It was not just that all the “isms” (Indian removal, slavery, racism, etc.) were contested at the time when these events and institutions existed, but that capitalism (especially as manipulated by “the [accursed] Jews” ) was seen as the root cause of American evil, especially by organic conservatives masked as “progressives.” (Where is Charles Sumner in our historiography? See https://clarespark.com/2008/05/03/margoth-vs-robert-e-lee/, for an analysis of the contrasting rhetoric of such liberals as Sumner with that of Woodrow Wilson and other organicists whose view of governance is paternalistic and evocative of the unreconstructed Southern plantation owner.)

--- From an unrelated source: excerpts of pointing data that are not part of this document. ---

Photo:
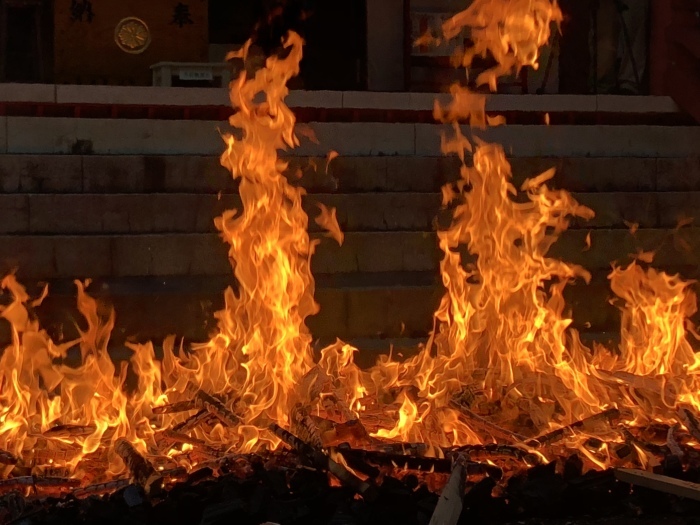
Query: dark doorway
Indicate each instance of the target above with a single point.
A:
(334, 31)
(25, 40)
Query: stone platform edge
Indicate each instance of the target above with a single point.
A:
(218, 97)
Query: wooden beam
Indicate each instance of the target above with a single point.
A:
(642, 478)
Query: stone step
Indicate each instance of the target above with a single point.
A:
(201, 254)
(37, 135)
(391, 211)
(399, 307)
(204, 174)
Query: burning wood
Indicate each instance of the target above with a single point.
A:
(560, 433)
(324, 462)
(38, 484)
(141, 470)
(485, 425)
(449, 506)
(101, 488)
(215, 408)
(69, 431)
(180, 406)
(7, 459)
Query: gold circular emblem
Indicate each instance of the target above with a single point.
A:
(132, 35)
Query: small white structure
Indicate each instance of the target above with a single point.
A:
(163, 72)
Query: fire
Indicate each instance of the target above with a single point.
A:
(503, 362)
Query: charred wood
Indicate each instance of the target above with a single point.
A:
(642, 478)
(7, 459)
(324, 462)
(449, 506)
(101, 488)
(216, 408)
(173, 408)
(561, 433)
(690, 422)
(38, 483)
(673, 446)
(69, 431)
(141, 470)
(483, 424)
(192, 421)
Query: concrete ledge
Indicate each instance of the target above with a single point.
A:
(36, 135)
(69, 214)
(142, 95)
(349, 174)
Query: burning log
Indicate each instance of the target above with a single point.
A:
(177, 437)
(322, 461)
(305, 427)
(216, 408)
(101, 488)
(690, 422)
(476, 421)
(141, 470)
(561, 433)
(7, 459)
(671, 442)
(69, 431)
(494, 450)
(192, 421)
(46, 484)
(173, 408)
(449, 506)
(642, 478)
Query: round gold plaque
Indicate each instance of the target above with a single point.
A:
(132, 35)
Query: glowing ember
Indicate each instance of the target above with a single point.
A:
(503, 364)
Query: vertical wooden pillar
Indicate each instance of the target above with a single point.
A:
(661, 18)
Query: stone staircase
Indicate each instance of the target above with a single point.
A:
(142, 228)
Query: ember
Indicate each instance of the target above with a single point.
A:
(505, 397)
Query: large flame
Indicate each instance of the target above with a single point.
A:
(503, 361)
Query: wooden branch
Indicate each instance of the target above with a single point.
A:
(323, 462)
(690, 422)
(671, 442)
(69, 431)
(642, 478)
(561, 433)
(449, 506)
(216, 408)
(480, 423)
(177, 437)
(7, 458)
(101, 488)
(173, 408)
(494, 450)
(47, 484)
(192, 421)
(141, 470)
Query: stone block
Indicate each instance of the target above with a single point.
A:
(315, 99)
(420, 174)
(40, 174)
(376, 100)
(66, 214)
(38, 93)
(367, 138)
(14, 214)
(114, 174)
(678, 174)
(82, 257)
(675, 206)
(31, 257)
(37, 135)
(618, 209)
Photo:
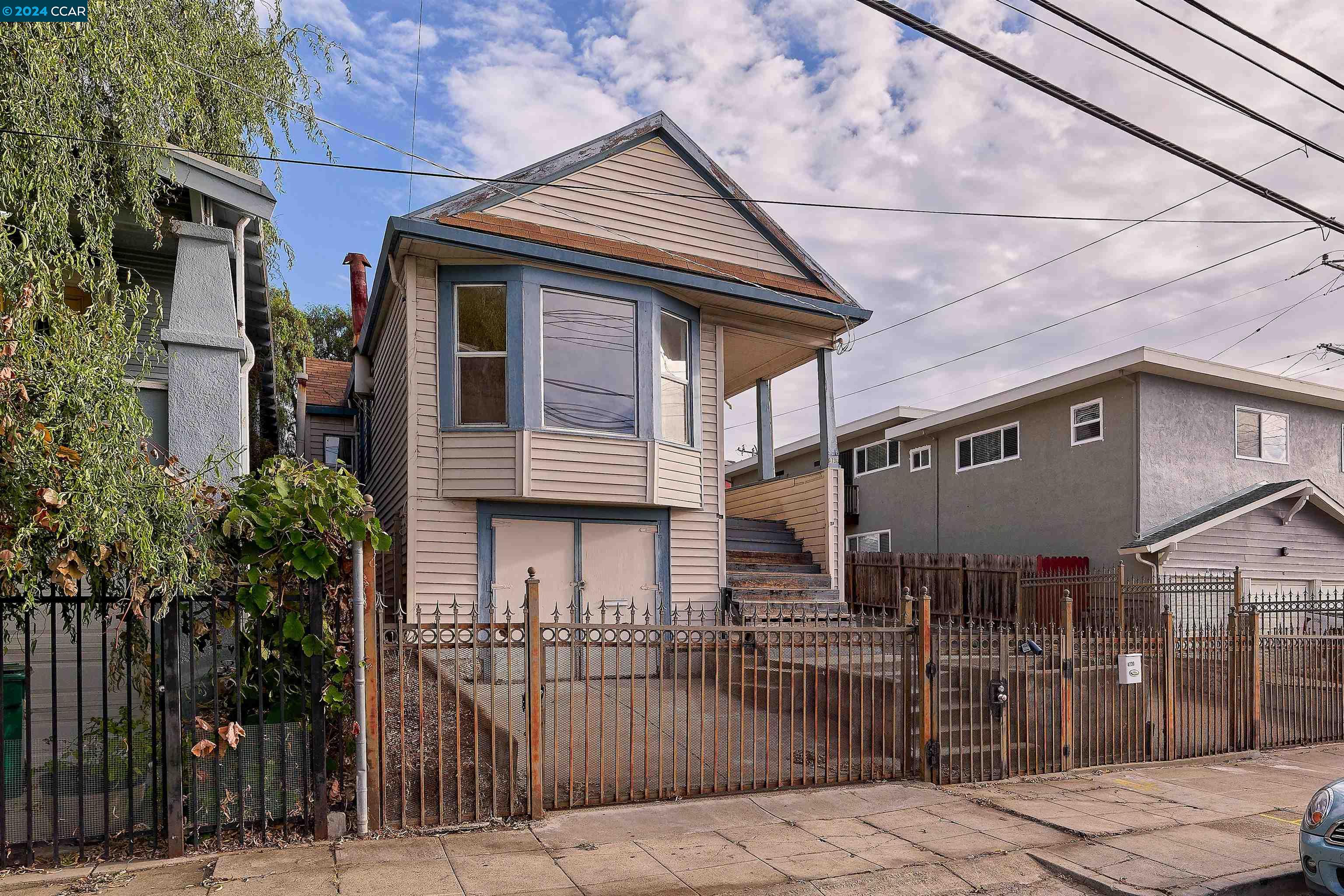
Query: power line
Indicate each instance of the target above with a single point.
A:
(1237, 53)
(1263, 42)
(1042, 329)
(1088, 245)
(1312, 294)
(1092, 109)
(1158, 63)
(635, 192)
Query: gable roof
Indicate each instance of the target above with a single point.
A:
(784, 452)
(327, 381)
(1139, 360)
(491, 206)
(1229, 508)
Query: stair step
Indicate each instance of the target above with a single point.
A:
(765, 546)
(787, 595)
(752, 566)
(768, 556)
(766, 526)
(759, 579)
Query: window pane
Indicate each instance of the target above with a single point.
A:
(1248, 434)
(588, 348)
(672, 355)
(675, 425)
(1273, 437)
(482, 319)
(483, 392)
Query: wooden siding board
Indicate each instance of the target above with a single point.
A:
(670, 224)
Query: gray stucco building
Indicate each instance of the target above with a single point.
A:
(1096, 460)
(209, 269)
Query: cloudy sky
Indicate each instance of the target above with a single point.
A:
(828, 101)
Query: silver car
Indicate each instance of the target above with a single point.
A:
(1322, 841)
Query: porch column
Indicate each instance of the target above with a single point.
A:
(827, 409)
(765, 430)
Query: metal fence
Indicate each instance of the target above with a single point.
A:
(154, 727)
(495, 715)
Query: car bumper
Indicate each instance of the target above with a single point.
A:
(1328, 878)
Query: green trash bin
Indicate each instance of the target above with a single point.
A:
(15, 692)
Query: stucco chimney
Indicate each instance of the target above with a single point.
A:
(358, 292)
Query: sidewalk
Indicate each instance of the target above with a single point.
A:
(1194, 830)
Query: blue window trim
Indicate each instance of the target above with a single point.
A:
(488, 511)
(525, 287)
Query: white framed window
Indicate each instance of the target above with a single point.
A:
(1085, 422)
(480, 354)
(870, 542)
(988, 446)
(588, 363)
(675, 378)
(879, 456)
(1261, 436)
(338, 451)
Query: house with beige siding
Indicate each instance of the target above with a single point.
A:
(1167, 464)
(545, 364)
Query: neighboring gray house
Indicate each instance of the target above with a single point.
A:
(867, 438)
(210, 272)
(1147, 457)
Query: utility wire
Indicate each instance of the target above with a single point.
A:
(1238, 53)
(1263, 42)
(310, 113)
(1158, 63)
(1060, 323)
(1088, 245)
(1115, 56)
(914, 22)
(639, 192)
(1324, 290)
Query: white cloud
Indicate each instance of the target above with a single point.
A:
(826, 101)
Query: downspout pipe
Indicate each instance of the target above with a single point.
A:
(249, 350)
(360, 691)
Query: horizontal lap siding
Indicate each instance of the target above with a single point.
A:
(679, 476)
(588, 469)
(1254, 542)
(696, 538)
(480, 464)
(447, 464)
(705, 228)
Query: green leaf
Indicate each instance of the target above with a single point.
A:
(294, 628)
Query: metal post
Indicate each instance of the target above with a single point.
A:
(171, 629)
(928, 672)
(318, 724)
(536, 669)
(1066, 683)
(827, 409)
(360, 731)
(1170, 683)
(765, 430)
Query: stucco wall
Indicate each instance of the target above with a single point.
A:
(1187, 446)
(1057, 499)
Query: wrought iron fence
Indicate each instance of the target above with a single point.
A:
(136, 728)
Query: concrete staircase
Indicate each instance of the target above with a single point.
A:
(772, 577)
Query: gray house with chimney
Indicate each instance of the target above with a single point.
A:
(1163, 462)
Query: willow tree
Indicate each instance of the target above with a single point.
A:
(84, 111)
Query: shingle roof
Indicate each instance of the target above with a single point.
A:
(1203, 515)
(637, 253)
(327, 381)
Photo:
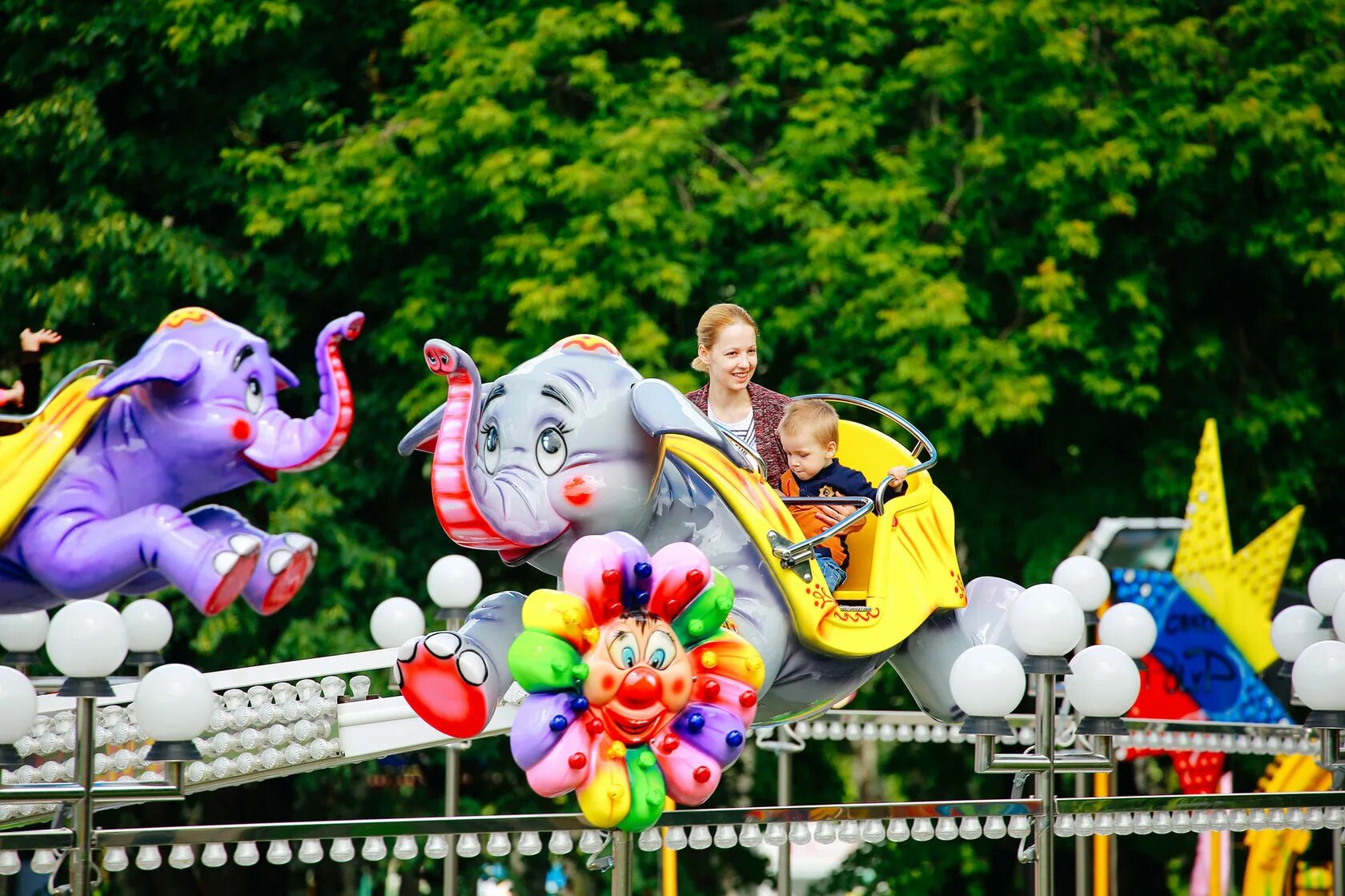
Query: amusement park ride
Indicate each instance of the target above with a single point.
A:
(690, 619)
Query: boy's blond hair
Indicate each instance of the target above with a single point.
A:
(811, 417)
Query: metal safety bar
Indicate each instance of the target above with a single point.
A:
(923, 440)
(51, 396)
(199, 834)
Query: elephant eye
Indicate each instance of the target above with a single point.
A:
(550, 451)
(660, 650)
(253, 399)
(492, 448)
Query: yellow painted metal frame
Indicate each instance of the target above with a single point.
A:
(903, 564)
(30, 456)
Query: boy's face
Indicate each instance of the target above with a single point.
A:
(807, 455)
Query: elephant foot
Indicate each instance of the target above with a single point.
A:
(229, 572)
(441, 677)
(281, 572)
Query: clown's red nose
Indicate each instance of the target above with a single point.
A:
(640, 688)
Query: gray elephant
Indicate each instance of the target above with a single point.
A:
(576, 443)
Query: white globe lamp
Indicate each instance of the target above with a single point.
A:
(148, 629)
(454, 585)
(174, 705)
(1130, 629)
(1295, 629)
(18, 709)
(1086, 579)
(1319, 682)
(987, 682)
(22, 635)
(395, 621)
(1046, 622)
(1103, 684)
(86, 642)
(1327, 585)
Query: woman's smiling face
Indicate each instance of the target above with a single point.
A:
(732, 358)
(639, 677)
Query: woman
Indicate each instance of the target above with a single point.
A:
(727, 352)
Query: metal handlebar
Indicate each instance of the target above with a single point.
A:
(799, 552)
(51, 396)
(745, 450)
(891, 415)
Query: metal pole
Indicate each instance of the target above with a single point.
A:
(1082, 846)
(623, 858)
(81, 856)
(452, 781)
(785, 765)
(1046, 868)
(1337, 864)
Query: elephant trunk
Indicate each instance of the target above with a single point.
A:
(455, 454)
(291, 445)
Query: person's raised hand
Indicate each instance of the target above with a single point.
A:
(34, 340)
(12, 395)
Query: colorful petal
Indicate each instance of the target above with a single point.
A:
(561, 614)
(731, 657)
(605, 799)
(727, 693)
(647, 790)
(542, 662)
(595, 571)
(704, 617)
(681, 572)
(541, 721)
(569, 765)
(689, 775)
(713, 731)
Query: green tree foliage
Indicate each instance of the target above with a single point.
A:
(1054, 235)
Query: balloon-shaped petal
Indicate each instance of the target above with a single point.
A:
(716, 732)
(593, 571)
(542, 662)
(605, 799)
(567, 765)
(647, 790)
(563, 615)
(729, 694)
(681, 572)
(706, 613)
(540, 724)
(729, 656)
(689, 775)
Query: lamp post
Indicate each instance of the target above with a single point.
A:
(987, 681)
(148, 629)
(454, 583)
(86, 641)
(22, 635)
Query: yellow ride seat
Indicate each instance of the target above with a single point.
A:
(903, 564)
(30, 456)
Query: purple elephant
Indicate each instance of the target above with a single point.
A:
(194, 413)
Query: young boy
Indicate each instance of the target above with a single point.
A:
(809, 433)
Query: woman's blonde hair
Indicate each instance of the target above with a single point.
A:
(713, 322)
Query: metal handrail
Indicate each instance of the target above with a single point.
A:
(745, 448)
(51, 396)
(891, 415)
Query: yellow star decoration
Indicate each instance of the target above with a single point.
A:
(1238, 591)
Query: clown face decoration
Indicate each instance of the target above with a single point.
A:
(636, 692)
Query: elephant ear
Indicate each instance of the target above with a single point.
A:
(171, 361)
(660, 409)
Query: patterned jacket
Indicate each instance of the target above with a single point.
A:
(767, 412)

To conclude: the nativists reacting to mass immigration in the late nineteenth and early twentieth centuries mentioned above were politically defeated and marginalized (though some paleoconservatives are still noisily active). The New Left, however, though they were supposedly anti-Stalinist, taught and still teach a view of the U.S. that is identical with Stalinist and Nazi anti-American propaganda, for example that “Zionists” control America, and that “institutional racism” still exists under its maleficent aegis, as if a jewified, trigger-happy John Calhoun had just been elected as the President of a slavocracy. Now it is time for a more realistic view of the American past, neither idealizing it nor casting it into the pit.

*I left out environmentalism for two reasons: first, it has been infiltrated by communists and/or hippie-ish “deep ecologists”; second, I think the situation is even worse than most think, but then I have a strong science background (was instructed in ecology at Cornell). It is my impression that we don’t know enough about our impact on the environment to press ahead at the industrializing pace we have to date. And if America has failed in this respect, so has the rest of the planet.